Dennis Garrity, director del Centro Agroforestal Mundial, un instituto de investigación conocido por su antiguo acrónimo ICRAF (International Center for Research in Agroforestry), relata: “En los años 1970, una idea semejante ya había suscitado gran interés en todo el mundo. Terminó en un fracaso bochornoso. Al principio, los jefes de Estado africanos estaban entusiasmados y los ministerios locales de Agricultura recibieron mucho dinero.
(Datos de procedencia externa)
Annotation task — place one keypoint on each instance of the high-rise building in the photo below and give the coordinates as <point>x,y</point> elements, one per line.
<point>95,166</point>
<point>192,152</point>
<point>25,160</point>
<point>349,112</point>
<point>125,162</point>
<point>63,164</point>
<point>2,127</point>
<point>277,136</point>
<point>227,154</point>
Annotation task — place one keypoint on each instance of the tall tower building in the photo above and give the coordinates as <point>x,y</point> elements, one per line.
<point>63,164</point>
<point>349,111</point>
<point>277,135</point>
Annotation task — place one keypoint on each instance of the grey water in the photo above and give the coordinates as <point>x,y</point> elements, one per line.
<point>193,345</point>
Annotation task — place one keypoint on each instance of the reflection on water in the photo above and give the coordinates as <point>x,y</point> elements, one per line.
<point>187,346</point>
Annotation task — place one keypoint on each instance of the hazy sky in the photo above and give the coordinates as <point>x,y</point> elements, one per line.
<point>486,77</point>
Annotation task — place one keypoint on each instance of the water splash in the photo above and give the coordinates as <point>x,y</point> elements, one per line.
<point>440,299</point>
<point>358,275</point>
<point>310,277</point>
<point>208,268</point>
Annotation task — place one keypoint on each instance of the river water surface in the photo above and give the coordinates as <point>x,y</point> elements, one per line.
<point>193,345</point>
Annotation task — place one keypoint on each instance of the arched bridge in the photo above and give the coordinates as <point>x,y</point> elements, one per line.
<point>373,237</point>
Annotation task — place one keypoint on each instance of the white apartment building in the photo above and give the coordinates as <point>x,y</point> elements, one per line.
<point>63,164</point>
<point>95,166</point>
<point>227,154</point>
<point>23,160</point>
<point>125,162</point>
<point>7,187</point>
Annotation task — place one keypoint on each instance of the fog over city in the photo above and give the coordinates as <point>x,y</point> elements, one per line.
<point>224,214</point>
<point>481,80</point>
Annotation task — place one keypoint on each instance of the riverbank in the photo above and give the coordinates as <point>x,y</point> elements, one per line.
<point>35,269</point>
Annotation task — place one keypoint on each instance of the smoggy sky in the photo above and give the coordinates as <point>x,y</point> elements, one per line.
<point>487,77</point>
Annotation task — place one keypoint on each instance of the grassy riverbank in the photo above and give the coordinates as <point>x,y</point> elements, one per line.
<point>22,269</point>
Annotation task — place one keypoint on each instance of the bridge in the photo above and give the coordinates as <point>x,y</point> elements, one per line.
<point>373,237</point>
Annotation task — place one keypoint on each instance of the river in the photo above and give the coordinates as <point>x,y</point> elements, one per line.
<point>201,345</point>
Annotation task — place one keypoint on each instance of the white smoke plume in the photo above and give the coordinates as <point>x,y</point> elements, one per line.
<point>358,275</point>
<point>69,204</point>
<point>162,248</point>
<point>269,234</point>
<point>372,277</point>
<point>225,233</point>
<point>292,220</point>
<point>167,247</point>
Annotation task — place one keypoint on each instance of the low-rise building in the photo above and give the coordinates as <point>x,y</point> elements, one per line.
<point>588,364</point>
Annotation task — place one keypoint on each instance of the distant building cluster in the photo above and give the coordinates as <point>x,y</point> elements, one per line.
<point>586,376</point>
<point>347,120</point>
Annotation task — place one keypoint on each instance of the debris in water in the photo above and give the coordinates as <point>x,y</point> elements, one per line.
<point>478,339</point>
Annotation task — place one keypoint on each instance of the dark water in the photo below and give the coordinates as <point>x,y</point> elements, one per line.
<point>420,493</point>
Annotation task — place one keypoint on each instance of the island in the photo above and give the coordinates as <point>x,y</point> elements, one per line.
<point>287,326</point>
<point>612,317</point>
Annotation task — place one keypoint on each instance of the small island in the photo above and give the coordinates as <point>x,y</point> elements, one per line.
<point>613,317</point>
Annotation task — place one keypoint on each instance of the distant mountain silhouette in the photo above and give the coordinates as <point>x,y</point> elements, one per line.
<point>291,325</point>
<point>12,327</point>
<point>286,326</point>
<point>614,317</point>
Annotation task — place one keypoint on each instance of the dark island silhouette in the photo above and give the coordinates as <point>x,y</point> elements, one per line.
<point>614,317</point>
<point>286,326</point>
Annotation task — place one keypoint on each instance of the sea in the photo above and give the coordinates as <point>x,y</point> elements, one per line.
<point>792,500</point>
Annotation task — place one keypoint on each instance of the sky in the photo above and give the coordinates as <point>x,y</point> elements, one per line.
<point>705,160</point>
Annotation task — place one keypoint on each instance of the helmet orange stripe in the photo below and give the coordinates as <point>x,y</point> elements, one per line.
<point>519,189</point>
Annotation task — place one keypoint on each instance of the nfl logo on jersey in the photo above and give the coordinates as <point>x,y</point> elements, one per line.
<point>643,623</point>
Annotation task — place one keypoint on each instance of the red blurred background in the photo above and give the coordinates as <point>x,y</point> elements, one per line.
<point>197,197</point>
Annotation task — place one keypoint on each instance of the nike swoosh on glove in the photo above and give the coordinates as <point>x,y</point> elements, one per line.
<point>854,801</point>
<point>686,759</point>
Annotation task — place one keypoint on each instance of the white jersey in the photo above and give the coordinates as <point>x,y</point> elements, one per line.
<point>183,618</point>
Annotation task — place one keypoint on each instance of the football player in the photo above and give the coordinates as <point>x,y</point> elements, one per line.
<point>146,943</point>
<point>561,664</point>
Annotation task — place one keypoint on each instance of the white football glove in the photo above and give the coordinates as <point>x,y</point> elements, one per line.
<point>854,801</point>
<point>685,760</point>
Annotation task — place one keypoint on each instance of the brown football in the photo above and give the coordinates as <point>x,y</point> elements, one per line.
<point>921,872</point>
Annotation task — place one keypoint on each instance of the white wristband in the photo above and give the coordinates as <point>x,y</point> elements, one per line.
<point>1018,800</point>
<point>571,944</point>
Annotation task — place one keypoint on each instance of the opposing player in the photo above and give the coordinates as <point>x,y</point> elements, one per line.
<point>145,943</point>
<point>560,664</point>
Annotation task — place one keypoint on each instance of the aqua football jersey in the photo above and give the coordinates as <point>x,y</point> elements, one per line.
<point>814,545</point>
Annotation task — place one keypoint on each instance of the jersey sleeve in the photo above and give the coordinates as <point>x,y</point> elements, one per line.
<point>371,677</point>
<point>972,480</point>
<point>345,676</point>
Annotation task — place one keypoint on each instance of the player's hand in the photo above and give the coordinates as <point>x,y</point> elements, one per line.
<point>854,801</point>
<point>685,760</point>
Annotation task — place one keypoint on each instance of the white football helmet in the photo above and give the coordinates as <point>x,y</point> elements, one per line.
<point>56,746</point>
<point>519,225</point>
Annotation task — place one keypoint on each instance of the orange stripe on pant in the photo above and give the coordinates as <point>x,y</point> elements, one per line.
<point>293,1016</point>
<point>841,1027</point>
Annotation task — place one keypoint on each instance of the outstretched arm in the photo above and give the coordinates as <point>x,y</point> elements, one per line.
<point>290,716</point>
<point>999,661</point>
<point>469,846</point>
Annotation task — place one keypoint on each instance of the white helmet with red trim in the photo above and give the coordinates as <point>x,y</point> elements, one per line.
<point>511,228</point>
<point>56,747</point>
Lo que equivalía a decir: ‘Dennos el dinero y plantamos todo lo que ustedes necesiten’. Se plantaron millones de árboles y, desde luego, la gran mayoría murió”.
Más que un inmenso muro arbolado, Garrity propone una interpretación más metafórica, pero también ambiciosa, del proyecto de la gran muralla verde: promover los saberes locales y los conocimientos científicos orientados a la preservación del medio ambiente y el desarrollo sustentable. Según él, la reforestación tiene que seguir siendo un eje de acción central, pero debe integrarse en una visión global que incluya la producción de víveres y los ecosistemas, como en Koutal. Se trata no sólo de luchar contra la degradación del terreno, sino también de favorecer las cosechas, los ingresos producidos por la tierra y la seguridad alimentaria. Así, podría aparecer un mosaico de iniciativas, ya sea que participen o no en la constitución de un verdadero “muro” perfectamente lineal en el mapa.
No faltan los ejemplos exitosos. La Organización de las Naciones Unidas para la Alimentación y la Agricultura (Food and Agriculture Organization, FAO) los censó (3). Esta organización evoca, en particular, que en estos casos no se contentaron con plantar árboles, sino que los cuidaron (4). Garrity y sus colegas se refieren gustosos a tales experiencias de “reverdecimiento sustentable de la agricultura”. Colocar árboles en medio de campos cultivados constituye de hecho una vieja práctica africana que la importación de técnicas “modernas”, tomadas de los países industrializados, había hecho olvidar y que los agrónomos están redescubriendo en la actualidad. El principio es simple: las hojas que caen crean un manto verde permanente que protege el suelo y lo regenera, aumentando su fertilidad y su capacidad de conservar el agua.
Todos los partidarios del proyecto de la gran muralla verde concuerdan en señalar su importancia: falta pues identificar precisamente las modalidades. Los que financian el proyecto –gobiernos africanos y europeos, agencias de desarrollo, ONG– y las poblaciones locales, en cuyo nombre se lo promueve, ¿sabrán ponerse de acuerdo en una visión común?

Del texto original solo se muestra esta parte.